Pro Bono 

Jim Neal offers Metro legal advice

Jim Neal offers Metro legal advice

City officials have enlisted legendary Nashville attorney Jim Neal to help them renegotiate specific parts of the Metro Sports Authority’s 5-year-old contract with the Tennessee Titans.

“We have a very positive relationship with the Titans,” says Metro law director Karl Dean, “but there are several issues that the Titans and the city have been discussing for some time, and at some point I just came to the conclusion that I needed another perspective. I went to Jim Neal because I think he’s a great lawyer.”

Neal, one of the nation’s best-known defense attorneys, who rose to special prominence on the opposite side of the law-and-order spectrum as the special trial prosecutor of Watergate, is truly an attorney of national renown.
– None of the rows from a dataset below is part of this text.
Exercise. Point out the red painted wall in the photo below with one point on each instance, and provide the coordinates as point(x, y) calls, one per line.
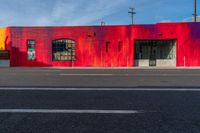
point(91, 43)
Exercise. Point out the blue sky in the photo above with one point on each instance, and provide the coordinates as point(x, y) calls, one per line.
point(92, 12)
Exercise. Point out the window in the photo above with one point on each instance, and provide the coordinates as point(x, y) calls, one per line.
point(63, 50)
point(31, 50)
point(107, 46)
point(120, 46)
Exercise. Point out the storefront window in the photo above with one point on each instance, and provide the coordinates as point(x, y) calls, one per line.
point(63, 50)
point(31, 50)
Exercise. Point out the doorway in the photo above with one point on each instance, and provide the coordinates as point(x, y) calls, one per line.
point(155, 53)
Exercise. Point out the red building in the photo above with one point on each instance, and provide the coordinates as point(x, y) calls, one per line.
point(162, 44)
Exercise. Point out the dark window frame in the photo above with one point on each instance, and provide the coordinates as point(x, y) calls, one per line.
point(29, 47)
point(63, 49)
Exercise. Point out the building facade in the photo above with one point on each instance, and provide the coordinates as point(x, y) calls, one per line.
point(162, 44)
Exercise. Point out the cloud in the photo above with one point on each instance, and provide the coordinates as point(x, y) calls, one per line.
point(59, 12)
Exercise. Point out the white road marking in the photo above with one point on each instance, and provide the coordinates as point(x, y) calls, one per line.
point(102, 89)
point(66, 111)
point(85, 74)
point(134, 75)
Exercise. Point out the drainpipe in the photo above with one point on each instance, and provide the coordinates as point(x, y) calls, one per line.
point(184, 61)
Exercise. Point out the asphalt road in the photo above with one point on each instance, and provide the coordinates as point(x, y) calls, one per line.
point(96, 111)
point(99, 78)
point(38, 100)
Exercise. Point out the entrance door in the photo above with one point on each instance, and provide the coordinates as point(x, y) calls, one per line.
point(152, 58)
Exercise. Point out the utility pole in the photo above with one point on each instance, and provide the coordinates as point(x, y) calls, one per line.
point(195, 10)
point(132, 12)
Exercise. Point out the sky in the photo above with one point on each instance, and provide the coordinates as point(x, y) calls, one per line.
point(92, 12)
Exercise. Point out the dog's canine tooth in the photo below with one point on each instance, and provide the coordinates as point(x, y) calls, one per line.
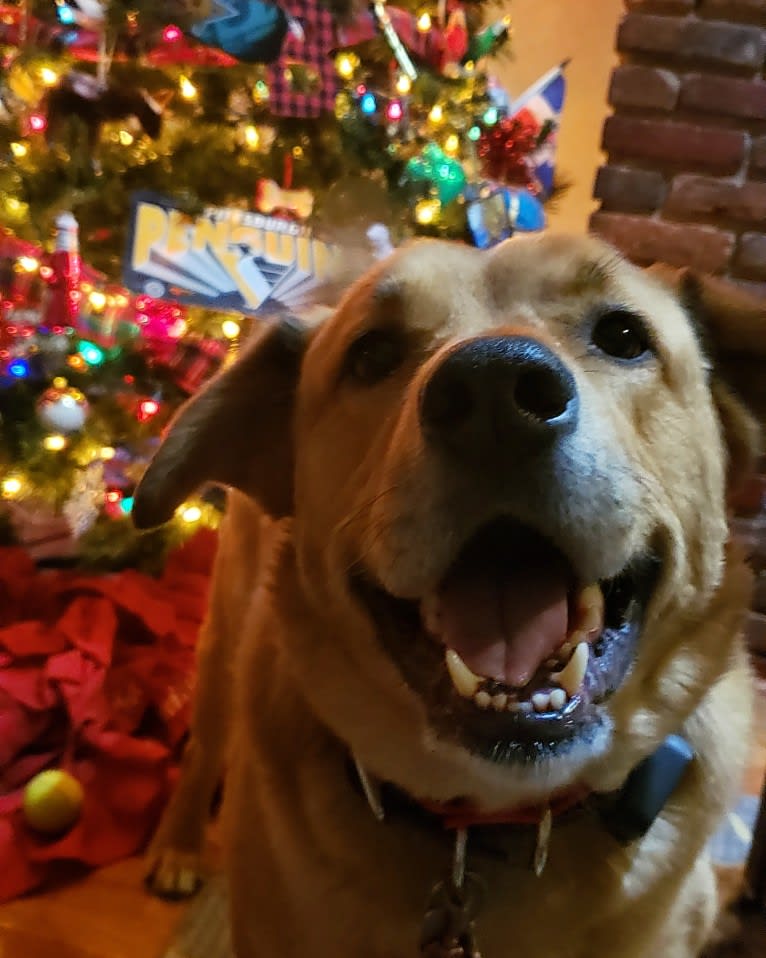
point(558, 699)
point(464, 680)
point(541, 701)
point(571, 676)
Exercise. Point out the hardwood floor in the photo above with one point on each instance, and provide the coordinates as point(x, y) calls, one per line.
point(107, 914)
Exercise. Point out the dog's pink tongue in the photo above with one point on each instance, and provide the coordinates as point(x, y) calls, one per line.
point(505, 623)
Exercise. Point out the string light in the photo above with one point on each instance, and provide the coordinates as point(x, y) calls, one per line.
point(187, 88)
point(437, 113)
point(452, 144)
point(11, 487)
point(54, 442)
point(191, 513)
point(403, 84)
point(426, 211)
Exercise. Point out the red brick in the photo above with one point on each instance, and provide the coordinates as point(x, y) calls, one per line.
point(728, 96)
point(676, 144)
point(758, 155)
point(708, 41)
point(629, 190)
point(745, 11)
point(750, 261)
point(703, 196)
point(648, 241)
point(661, 6)
point(647, 87)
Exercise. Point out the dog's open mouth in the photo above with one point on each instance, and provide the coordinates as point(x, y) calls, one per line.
point(512, 653)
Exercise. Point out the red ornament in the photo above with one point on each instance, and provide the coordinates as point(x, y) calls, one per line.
point(505, 150)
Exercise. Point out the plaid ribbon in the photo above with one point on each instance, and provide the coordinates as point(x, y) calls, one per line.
point(314, 51)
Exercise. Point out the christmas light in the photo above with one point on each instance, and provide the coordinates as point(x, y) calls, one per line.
point(97, 300)
point(426, 211)
point(187, 88)
point(191, 513)
point(19, 368)
point(437, 113)
point(55, 442)
point(403, 84)
point(90, 352)
point(452, 144)
point(48, 76)
point(147, 408)
point(11, 487)
point(171, 33)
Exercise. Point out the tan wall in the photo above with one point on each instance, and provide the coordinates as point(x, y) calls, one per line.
point(544, 33)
As a lawyer on Attorney General Robert F. Kennedy’s staff, Neal, at the tender age of 31, was also the first to nail a conviction of Jimmy Hoffa.

But out of “civic interest,” Dean says, Neal has agreed to advise Metro officials without payment in its dealings with the Titans—at least until or unless the renegotiation becomes too onerous or time-consuming.

“If it becomes a burden, I’m going to bill,” says Neal, who’s agreed to help because, “I just think everybody’s got to give something back.”

As for the city’s contract with the Titans, the veteran attorney says he thinks “there are some problems that weren’t perceived at the time, and maybe having somebody have a look at it who’s not been involved in all that might help.”

Among the issues city officials are interested in negotiating with the Titans is that of the “special-use days” allowed for in the contract between the NFL franchise and the city. As it stands, the contract gives the city three such days a year to use Adelphia Coliseum for civic events that generate revenue earmarked to maintain the stadium.

The contract gives the Metro Sports Authority 50 percent of the profits from such events to be committed to maintenance of Adelphia Coliseum.

But Metro hasn’t been able to take any advantage of the special-use days, because the financial incentives aren’t attractive to promoters who otherwise would be interested in staging events at Adelphia. As a consequence, the city hasn’t been able to raise money it needs for Adelphia upkeep.

“It’s a very intricate agreement,” Dean says of the Sports Authority’s contract with the Titans. “Mr. Neal was willing to help, and he’s being extremely generous with his time.”